Martin Luther and I have had a long but somewhat contentious relationship. Growing up in a Lutheran church, I memorized much of his Lutheran catechism, attended Luther League as a teenager, knew all the verses to “A Mighty Fortress Is Our God,” and graduated from Luther College. But despite this immersion in Lutheranism I never quite warmed to the stern German, and when I became an Episcopalian I was relieved to leave old Martin behind.
So it surprised me when tears come to my eyes as I entered Luther’s Room in Wartburg Castle on a recent trip to Germany. I knew the history of what had happened in that simply furnished, plain room in 1521-22. It was here that Luther translated the New Testament into German while hiding from church authorities after the uproar ignited by his 95 Theses, written to protest the sale of papal indulgences.

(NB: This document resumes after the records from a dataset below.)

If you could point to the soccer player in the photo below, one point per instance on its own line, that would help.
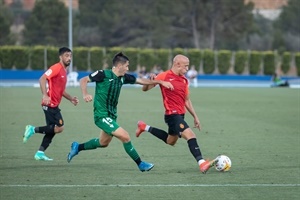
(175, 102)
(56, 78)
(108, 87)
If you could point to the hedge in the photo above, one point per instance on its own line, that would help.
(241, 58)
(255, 62)
(269, 63)
(224, 57)
(208, 61)
(94, 58)
(286, 62)
(297, 62)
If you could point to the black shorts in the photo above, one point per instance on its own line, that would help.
(176, 124)
(53, 116)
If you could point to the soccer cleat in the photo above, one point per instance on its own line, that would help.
(204, 167)
(141, 128)
(41, 156)
(73, 152)
(144, 166)
(29, 131)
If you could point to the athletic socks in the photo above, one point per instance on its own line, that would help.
(92, 144)
(195, 149)
(130, 150)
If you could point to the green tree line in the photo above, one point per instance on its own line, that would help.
(200, 24)
(206, 61)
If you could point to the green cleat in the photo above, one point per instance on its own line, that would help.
(40, 155)
(29, 131)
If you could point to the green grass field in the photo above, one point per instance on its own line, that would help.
(258, 128)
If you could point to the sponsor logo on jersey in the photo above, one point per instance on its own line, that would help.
(48, 72)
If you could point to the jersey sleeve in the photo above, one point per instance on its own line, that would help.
(97, 76)
(129, 79)
(52, 71)
(161, 76)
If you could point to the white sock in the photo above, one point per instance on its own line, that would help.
(201, 161)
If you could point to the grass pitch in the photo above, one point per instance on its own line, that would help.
(258, 128)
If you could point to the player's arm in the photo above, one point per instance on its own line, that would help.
(151, 83)
(190, 108)
(73, 100)
(83, 86)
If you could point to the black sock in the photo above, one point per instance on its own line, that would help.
(44, 129)
(81, 147)
(195, 149)
(46, 141)
(160, 134)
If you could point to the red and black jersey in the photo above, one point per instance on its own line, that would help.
(174, 100)
(57, 79)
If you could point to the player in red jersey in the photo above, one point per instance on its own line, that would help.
(56, 78)
(176, 102)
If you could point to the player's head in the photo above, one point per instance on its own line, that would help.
(65, 56)
(180, 64)
(120, 64)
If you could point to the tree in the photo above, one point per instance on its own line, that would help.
(287, 27)
(5, 23)
(47, 24)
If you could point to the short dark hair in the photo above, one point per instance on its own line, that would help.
(120, 58)
(63, 50)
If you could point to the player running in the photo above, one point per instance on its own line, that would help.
(175, 102)
(56, 78)
(108, 87)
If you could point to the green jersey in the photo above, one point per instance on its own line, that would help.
(107, 92)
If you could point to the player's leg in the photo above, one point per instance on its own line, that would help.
(195, 150)
(54, 121)
(124, 137)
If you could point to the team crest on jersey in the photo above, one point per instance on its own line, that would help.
(181, 126)
(48, 72)
(94, 74)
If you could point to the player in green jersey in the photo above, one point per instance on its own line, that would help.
(108, 87)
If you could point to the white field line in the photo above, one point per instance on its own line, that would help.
(157, 185)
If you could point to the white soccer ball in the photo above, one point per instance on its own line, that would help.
(223, 164)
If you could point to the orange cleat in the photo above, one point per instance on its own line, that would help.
(141, 128)
(204, 167)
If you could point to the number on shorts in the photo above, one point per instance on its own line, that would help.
(108, 121)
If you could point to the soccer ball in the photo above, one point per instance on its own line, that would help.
(223, 164)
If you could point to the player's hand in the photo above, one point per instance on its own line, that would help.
(87, 98)
(75, 101)
(46, 100)
(167, 85)
(152, 76)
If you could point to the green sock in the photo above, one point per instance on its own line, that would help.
(130, 150)
(92, 144)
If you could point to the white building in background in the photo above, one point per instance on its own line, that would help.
(270, 9)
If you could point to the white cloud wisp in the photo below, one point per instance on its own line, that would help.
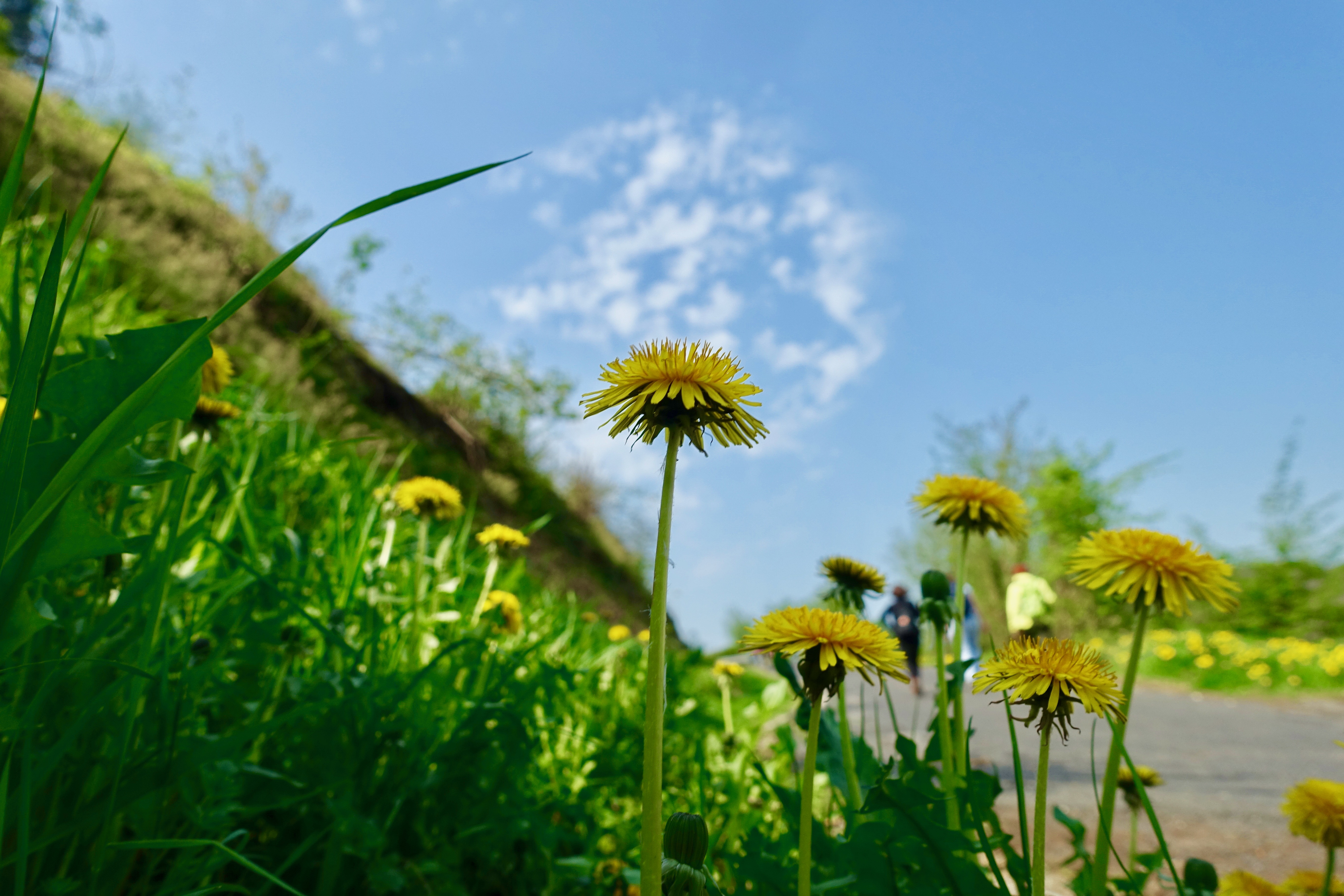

The tears came, I think, because in that room I realized as never before the power of a single person of faith to change the world. Luther’s influence came not from political might or inherited privilege, but instead from his refusal to recant what he knew was right. When brought before a tribunal who demanded that he repudiate his writings, he refused, knowing that his audacity could result in his death. That refusal to recant led him to exile in Wartburg Castle, where he transformed himself from Roman Catholic monk to Protestant reformer.
It’s no accident that many of the most powerful writings in history were penned in prison or during exile, from the book of Revelation written on the island of Patmos to Martin Luther King, Jr.’s “Letter from the Birmingham Jail.” While authorities think that such forced isolation will silence and intimidate rebels, instead the experience can forge a deepened commitment to justice and a hardened resolve. Alone with their thoughts and with God, countless prisoners of conscience have found their cells to be a crucible that tempers and strengthens them.

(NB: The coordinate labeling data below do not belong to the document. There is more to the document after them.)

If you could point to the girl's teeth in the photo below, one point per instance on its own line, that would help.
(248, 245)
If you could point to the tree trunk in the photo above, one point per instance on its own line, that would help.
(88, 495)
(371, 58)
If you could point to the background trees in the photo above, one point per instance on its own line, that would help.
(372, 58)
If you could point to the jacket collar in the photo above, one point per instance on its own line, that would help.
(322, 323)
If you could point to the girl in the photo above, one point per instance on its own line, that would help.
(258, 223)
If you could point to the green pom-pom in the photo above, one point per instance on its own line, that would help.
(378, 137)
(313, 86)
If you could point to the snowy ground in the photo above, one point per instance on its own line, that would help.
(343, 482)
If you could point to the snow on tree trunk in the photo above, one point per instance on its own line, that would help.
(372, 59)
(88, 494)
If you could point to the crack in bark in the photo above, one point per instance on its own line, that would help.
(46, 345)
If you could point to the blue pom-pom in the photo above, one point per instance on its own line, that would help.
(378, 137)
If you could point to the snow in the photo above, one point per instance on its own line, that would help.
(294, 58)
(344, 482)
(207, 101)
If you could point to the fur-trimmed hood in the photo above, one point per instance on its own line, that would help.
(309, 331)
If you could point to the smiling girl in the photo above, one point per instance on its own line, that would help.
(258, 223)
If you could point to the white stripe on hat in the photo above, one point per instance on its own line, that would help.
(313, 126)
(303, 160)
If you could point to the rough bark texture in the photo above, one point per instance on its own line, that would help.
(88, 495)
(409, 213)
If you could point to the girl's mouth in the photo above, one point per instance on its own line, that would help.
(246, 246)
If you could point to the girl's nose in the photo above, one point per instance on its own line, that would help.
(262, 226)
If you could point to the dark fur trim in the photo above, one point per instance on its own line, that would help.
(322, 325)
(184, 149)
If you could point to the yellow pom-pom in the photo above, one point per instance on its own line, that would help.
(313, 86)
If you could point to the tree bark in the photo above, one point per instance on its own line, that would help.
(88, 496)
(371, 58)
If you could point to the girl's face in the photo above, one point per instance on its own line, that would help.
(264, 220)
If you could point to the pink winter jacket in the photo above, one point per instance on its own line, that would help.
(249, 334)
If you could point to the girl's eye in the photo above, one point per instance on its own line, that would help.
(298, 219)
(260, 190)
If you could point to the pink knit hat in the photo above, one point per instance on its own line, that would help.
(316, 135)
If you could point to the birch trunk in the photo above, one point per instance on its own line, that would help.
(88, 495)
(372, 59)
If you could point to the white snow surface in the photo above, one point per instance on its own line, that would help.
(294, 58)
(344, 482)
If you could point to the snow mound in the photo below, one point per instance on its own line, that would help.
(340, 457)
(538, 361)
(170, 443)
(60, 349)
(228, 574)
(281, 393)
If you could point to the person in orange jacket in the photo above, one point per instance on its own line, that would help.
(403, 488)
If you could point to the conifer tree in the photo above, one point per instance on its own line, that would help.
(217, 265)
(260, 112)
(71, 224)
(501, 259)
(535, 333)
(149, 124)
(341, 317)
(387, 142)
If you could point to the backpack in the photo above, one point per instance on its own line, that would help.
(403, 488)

For Luther, the isolation of that room gave him the opportunity to create a vernacular translation of the Bible, an undertaking with profound implications for the church and for the world. In that room I could feel the invisible presence of those who had been influenced by Luther’s witness, from generations of Protestant reformers to Johann Sebastian Bach, who tried to express in music what Luther penned in his theological writings.

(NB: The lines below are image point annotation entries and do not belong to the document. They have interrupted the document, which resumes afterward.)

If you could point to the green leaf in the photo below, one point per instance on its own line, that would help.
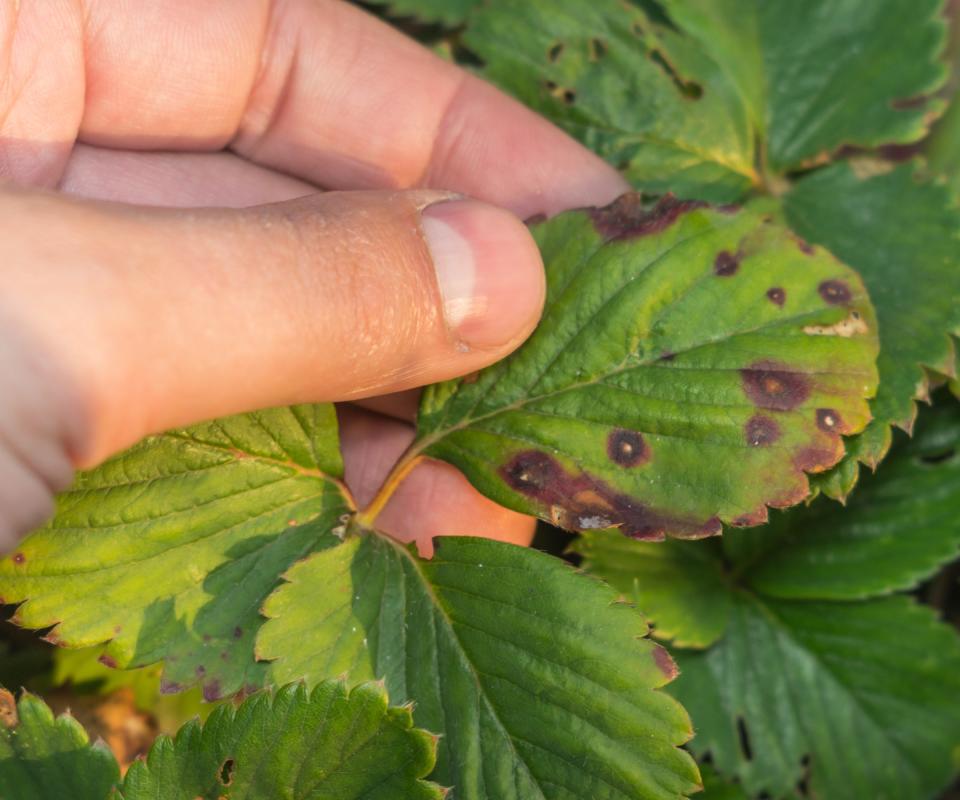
(734, 97)
(898, 528)
(866, 690)
(944, 148)
(681, 587)
(817, 75)
(328, 744)
(691, 364)
(803, 653)
(449, 13)
(168, 550)
(47, 758)
(901, 525)
(903, 237)
(715, 787)
(645, 98)
(85, 673)
(540, 684)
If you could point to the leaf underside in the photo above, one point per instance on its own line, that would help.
(168, 550)
(540, 684)
(690, 366)
(806, 657)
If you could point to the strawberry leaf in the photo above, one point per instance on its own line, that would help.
(903, 236)
(867, 691)
(168, 550)
(449, 13)
(814, 75)
(43, 757)
(647, 99)
(805, 656)
(328, 743)
(691, 364)
(540, 684)
(728, 97)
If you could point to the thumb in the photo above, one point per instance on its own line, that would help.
(157, 318)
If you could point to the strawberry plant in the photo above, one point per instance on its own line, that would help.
(744, 332)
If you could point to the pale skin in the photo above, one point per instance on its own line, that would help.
(166, 256)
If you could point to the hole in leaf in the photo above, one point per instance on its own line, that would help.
(689, 89)
(598, 49)
(562, 93)
(939, 456)
(744, 738)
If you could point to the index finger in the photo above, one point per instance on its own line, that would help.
(324, 91)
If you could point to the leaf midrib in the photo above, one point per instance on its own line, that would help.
(435, 600)
(780, 625)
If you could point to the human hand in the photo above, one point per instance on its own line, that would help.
(121, 320)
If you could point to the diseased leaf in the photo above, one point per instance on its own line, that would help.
(691, 364)
(866, 690)
(816, 75)
(85, 674)
(738, 94)
(328, 744)
(804, 657)
(900, 526)
(645, 98)
(903, 237)
(944, 149)
(168, 550)
(897, 528)
(540, 684)
(48, 758)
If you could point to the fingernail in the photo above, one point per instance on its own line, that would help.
(489, 272)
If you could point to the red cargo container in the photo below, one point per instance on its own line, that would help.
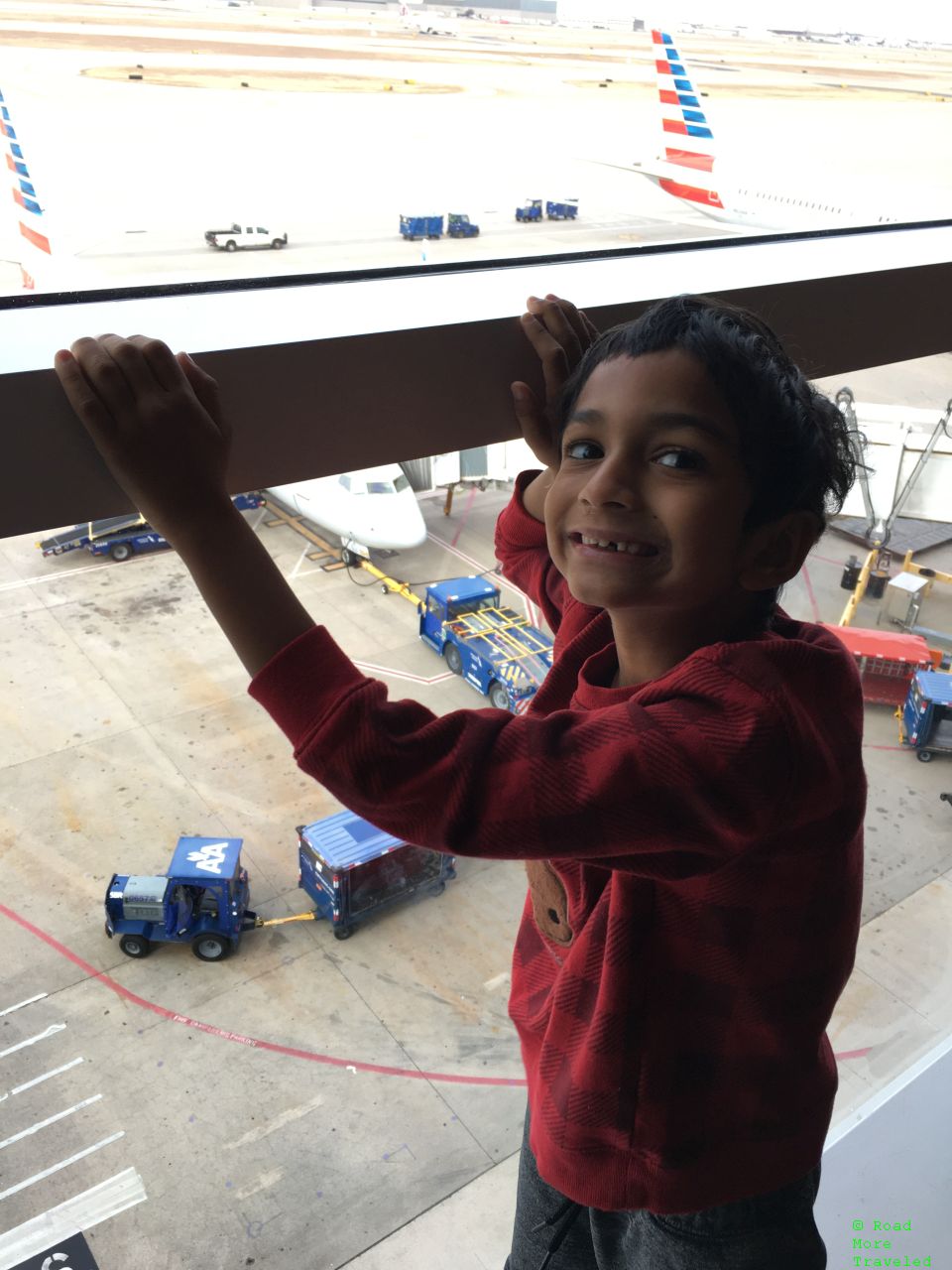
(887, 659)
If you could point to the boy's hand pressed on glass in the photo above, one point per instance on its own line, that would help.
(157, 422)
(560, 333)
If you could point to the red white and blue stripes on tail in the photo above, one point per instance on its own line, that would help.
(30, 212)
(688, 140)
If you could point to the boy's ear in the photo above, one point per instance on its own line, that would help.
(775, 552)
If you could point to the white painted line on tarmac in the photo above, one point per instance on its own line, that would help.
(22, 1003)
(53, 576)
(53, 1119)
(63, 1164)
(299, 562)
(39, 1080)
(405, 675)
(80, 1213)
(32, 1040)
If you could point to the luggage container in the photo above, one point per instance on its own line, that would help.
(350, 869)
(887, 661)
(925, 719)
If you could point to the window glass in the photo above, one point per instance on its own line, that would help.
(128, 722)
(758, 122)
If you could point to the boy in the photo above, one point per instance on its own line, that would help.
(687, 789)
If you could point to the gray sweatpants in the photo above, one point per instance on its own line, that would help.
(767, 1232)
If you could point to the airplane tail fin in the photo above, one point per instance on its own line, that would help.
(687, 139)
(35, 261)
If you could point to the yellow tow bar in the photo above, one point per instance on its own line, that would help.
(391, 584)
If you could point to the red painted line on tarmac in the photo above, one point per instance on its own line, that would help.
(466, 516)
(252, 1042)
(825, 559)
(810, 592)
(272, 1047)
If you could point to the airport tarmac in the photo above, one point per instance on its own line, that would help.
(141, 169)
(307, 1097)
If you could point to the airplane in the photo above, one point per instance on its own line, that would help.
(370, 508)
(689, 168)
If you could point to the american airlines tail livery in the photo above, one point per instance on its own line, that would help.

The room was a reminder as well that a desk can be a kind of altar, a place where hearts and souls are offered for God’s use. We who labor in solitary professions like writing often feel that our efforts mean little in the frenetic rush of contemporary life, but Luther’s room reminds us that change is often triggered by the simple act of putting pen to paper.
And for all of us, Luther’s room can teach us the importance of time spent in solitude. Its starkness brings to mind the fourth-century wisdom of the Desert Father Abba Moses, who when asked for advice from one of his brothers, said this: “Go, sit in your cell, and your cell will teach you everything.”
Luther learned that lesson well, so much so that even today his influence still reverberates in unexpected places. When I was in Turkey recently, for example, I had a conversation with a tour guide about the state of Islam across the world. I was surprised when he offered the observation, “Islam needs a Martin Luther.”
He meant, I think, that Islam needs a fearless reformer who advocates for the importance of individual conscience and who is not afraid to speak against political authorities. The guide’s words proved to me once again the power of what had been unleashed by Luther, scribbling away in that cold and drafty room through a cold German winter. Five hundred years later, we are still learning from his example.